Akademik Veri Yönetim Sistemi
JOURNAL OF MATERIALS ENGINEERING AND PERFORMANCE, cilt.30, sa.9, ss.6722-6731, 2021 (SCI-Expanded)
Removable dentures (RDs) are mostly used to replace missing teeth, increase patients' oral function, esthetic, and phonetics, and restore lost residual ridge, for the maintenance of oral health. The main reasons often preferred for RDs are a cleaning, cost-effective manner, and popular treatment option for edentulous or partially edentulous patients. Unfortunately, the fracture of RDs is a common complication which occurs frequently as a result of fatigue failure by strong masticatory forces and also accidental damage. This causes concerns for patients in terms of stress, cost, and embarrassment. Therefore, a variable number of approaches to prevent the incidence of fracture have been used including the strengthening of acrylic resin and reinforcing the base of dentures. To enhance the fracture resistance and dimensional stability, metal bases and frameworks have been frequently incorporated into the dentures.

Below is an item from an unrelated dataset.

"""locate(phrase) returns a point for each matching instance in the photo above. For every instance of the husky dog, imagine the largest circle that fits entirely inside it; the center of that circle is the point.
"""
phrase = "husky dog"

However, the design of these frameworks is challenging and so requires experience for minimizing potential inaccuracy. In the current study, considering the developments in additive manufacturing technology, metal bases and frameworks were produced in lattice according to nine different unit cell models, compared with the traditional method by destructive and non-destructive experiments. According to the current data, vertical struts in lattice structures are significant in terms of tensile strength. Thus, it is important to choose the unit cell to be used for metal bases and frameworks in RDs. In addition, pores did not have a significant effect on tension resistance, but micro-cracks had a significant effect on lattice structures. The RDs produced with body diagonals with nodes from lattice structures resulted in an average of 160% more resistance to stretching than the RDs produced by the traditional casting method, in a similar density.